Political correctness gone mad: "Cookies are a sometimes food."

Yes it is, Cookie Monster. Yes it is.






Cookie Monster has been a much-loved character of children’s television for over fifty years.

He appeared in Sesame Street’s first episode, back in 1969, where his love of cookies – frequently oatmeal, but occasionally choc-chip – became an integral part of the show.

Then – around the mid-2000s – Cookie Monster started to change.

His catchphrase shifted from: “Cookies! Om nom nom nom nom.” To: “Cookies are a sometimes food.”

Which was fine. Because cookies are a sometimes food (for humans – the jury’s still out on the nutritional needs of muppets.) And, although he was being a little more responsible about it, Cookie Monster still got to eat his cookies and create the crumbly mess and experience the thrill that can only come from throwing cookies into your muppet mouth with such gay abandon.

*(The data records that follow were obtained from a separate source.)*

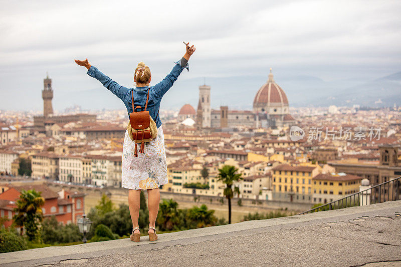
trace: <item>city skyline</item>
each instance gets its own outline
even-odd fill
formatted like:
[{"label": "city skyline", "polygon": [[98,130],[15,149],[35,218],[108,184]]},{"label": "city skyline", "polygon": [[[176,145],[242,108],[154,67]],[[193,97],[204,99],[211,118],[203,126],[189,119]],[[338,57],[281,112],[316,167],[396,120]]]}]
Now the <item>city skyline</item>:
[{"label": "city skyline", "polygon": [[[73,60],[87,57],[112,79],[131,86],[132,71],[140,60],[150,66],[153,81],[164,77],[172,61],[181,56],[183,48],[179,44],[183,40],[195,44],[198,54],[191,59],[191,71],[180,78],[177,86],[191,79],[199,85],[205,77],[207,81],[255,76],[251,80],[257,85],[252,86],[256,92],[270,67],[283,85],[280,77],[369,81],[401,70],[397,45],[401,41],[397,20],[401,6],[395,1],[369,5],[357,1],[255,1],[234,2],[229,7],[217,3],[213,9],[191,3],[180,18],[167,15],[174,14],[178,4],[113,5],[97,6],[95,12],[91,12],[93,3],[5,5],[0,30],[4,37],[0,42],[2,109],[15,107],[19,99],[27,109],[40,109],[41,103],[32,100],[40,99],[38,92],[47,71],[58,95],[55,95],[55,106],[60,106],[57,101],[62,103],[69,95],[87,91],[108,98],[111,106],[121,107],[118,99],[109,97]],[[226,10],[230,15],[222,16]],[[71,19],[71,14],[79,14],[72,11],[75,10],[85,16]],[[118,21],[104,19],[110,11],[121,14]],[[208,20],[202,15],[206,14]],[[151,16],[168,22],[165,24],[169,28],[146,20]],[[88,21],[97,27],[86,27]],[[99,34],[102,30],[110,33],[111,40]],[[67,31],[69,35],[65,34]],[[196,88],[192,89],[196,95]],[[296,88],[284,89],[290,92]]]}]

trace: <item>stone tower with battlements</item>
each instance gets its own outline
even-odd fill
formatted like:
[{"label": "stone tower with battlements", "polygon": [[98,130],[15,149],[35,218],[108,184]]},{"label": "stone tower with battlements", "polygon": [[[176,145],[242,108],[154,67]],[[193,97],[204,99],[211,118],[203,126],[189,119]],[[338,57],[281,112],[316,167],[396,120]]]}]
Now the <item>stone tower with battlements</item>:
[{"label": "stone tower with battlements", "polygon": [[42,98],[43,99],[43,116],[47,118],[53,114],[53,107],[52,106],[52,99],[53,98],[53,90],[52,89],[52,79],[47,75],[43,80],[44,88],[42,91]]},{"label": "stone tower with battlements", "polygon": [[[199,102],[197,110],[202,112],[202,128],[208,128],[212,126],[210,89],[211,87],[209,85],[204,85],[199,87]],[[200,119],[200,116],[197,116],[198,120]],[[198,122],[198,123],[200,124],[200,122]]]}]

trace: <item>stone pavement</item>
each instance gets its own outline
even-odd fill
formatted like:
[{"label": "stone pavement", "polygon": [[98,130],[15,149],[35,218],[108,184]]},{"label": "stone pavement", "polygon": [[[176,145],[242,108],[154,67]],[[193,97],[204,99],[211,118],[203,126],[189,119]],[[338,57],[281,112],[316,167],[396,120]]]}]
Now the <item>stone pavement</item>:
[{"label": "stone pavement", "polygon": [[[401,266],[401,200],[0,254],[5,266]],[[365,265],[366,264],[366,265]]]}]

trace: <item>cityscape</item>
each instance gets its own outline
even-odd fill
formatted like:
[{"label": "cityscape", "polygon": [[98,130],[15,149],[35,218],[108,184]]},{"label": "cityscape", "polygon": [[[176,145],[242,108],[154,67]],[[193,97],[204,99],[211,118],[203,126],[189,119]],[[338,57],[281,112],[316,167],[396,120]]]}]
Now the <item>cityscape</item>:
[{"label": "cityscape", "polygon": [[[239,194],[234,199],[250,200],[255,207],[256,201],[267,201],[267,210],[301,211],[359,191],[364,178],[375,185],[401,175],[399,106],[292,108],[271,69],[266,82],[254,89],[252,110],[212,109],[212,90],[199,86],[196,109],[183,104],[178,111],[161,111],[168,179],[162,194],[224,198],[225,186],[217,177],[219,168],[230,165],[243,178],[236,184]],[[58,198],[62,204],[45,208],[44,215],[54,213],[60,222],[76,223],[96,204],[90,198],[96,197],[85,197],[88,189],[122,190],[127,119],[124,110],[97,115],[81,113],[78,106],[56,115],[53,94],[52,79],[47,77],[42,91],[43,115],[7,111],[0,114],[2,190],[14,184],[30,184],[27,189],[45,187],[59,194],[65,190]],[[294,134],[294,127],[301,134]],[[29,165],[24,173],[22,162]],[[60,212],[68,194],[78,196],[80,207],[71,208],[71,201]],[[10,201],[4,202],[2,214],[15,207],[7,196],[0,194]],[[109,196],[116,203],[124,201],[118,199],[118,193],[115,199],[112,194]]]}]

But now, Sesame Street have taken the whole ‘muppets as responsible role models’ thing a little too far and done this:

I have three responses:

1) Cookie Monster already has a song.

It’s called ‘C is for Cookie.’ And it’s good enough for me.

‘C is for Cookie’ is a great song. It teaches kids the third letter of the alphabet. And what letter to look out for when purchasing cookies at the supermarket.

Both of which are important and appropriate learning goals for a preschoolers’ television program to promote.


2) A cover of Icona Pop’s ‘I Love It’ is a bit of a low brow choice for Sesame Street.

Sesame Street has clearly strayed from its inner city, wanky PBS roots.

Anyone else remember when they covered La Habanera from Carmen? If you don’t, here is where you can find it. (Alas, the only evidence of it I could find of it on Youtube has been dubbed in Spanish.)

But, most importantly:


Apparently one doesn’t eat any!

This is a Sesame Street song about delayed gratification from admittedly not particularly healthy food choices.

This is political-correctness gone mad.

While the “sometimes food” line at least acknowledged that kids could eat yummy cookies in moderation, this new approach appears to be based on the denial of cookies, which seems pretty dire.

Now, I’m not going to pretend that Sesame Street doesn’t prioritise exploring facets of behaviour in a way that is easy for kids to understand. But even if we say that this outlook extends to providing nutrition advice, this song is seriously underestimating their audience.

Which is saying something. Because half of their audience isn’t even toilet trained.

I was watching Sesame Street during the mid- to late-1990s. Back then, Cookie Monster was still shovelling ALL of the cookies into his mouth. But, you know what? Even though I knew that cookies were delicious, and saw the level of utility that Cookie Monster derived from them, I never thought to do the same.

Because Cookie Monster wasn’t a role model. He was a greedy guts. His love of cookies often lost him friends. In fact, whole plotlines of the show involved the ever-wise Gina acting as an arbitrator in messy disputes between Cookie Monster and the other muppets over the subject of Cookie Monster’s cookies.

Cookie Monster was a greedy guts. And that was okay.

Sometimes he wouldn’t share them. Other times he made a mess. On separate occasions he refused to play with the other muppets because he kept on getting distracted by the cookies.

Cookie Monster is obviously a flawed character. He’s Byronic. The brooding Mr Rochester of Sesame Street.

And, while his flaws are used to explore certain issues in human relationships, that doesn’t mean that kids are going to want to emulate them.

What’s next? A song from Oscar the Grouch telling them that living inside a trash can isn’t a valid life choice?

We need to have a little more faith in kids – and their parents, and teachers, and carers, and neighbours, and grandparents, and siblings, and other older role models, who presumably have some degree of control over their life choices given that the target audience of this show is, you know, three –  to make smart decisions.

Not every single thing that children are exposed to on TV needs to be providing them with a life roadmap. Sometimes kids can just watch TV, and that is the end of it.

And, in the case of a greedy muppet recklessly eating cardboard discs, that’s probably for the best.

Now, I’m off to eat some cookies.

Do you think that TV has a responsibility to teach kids how to make healthy choices?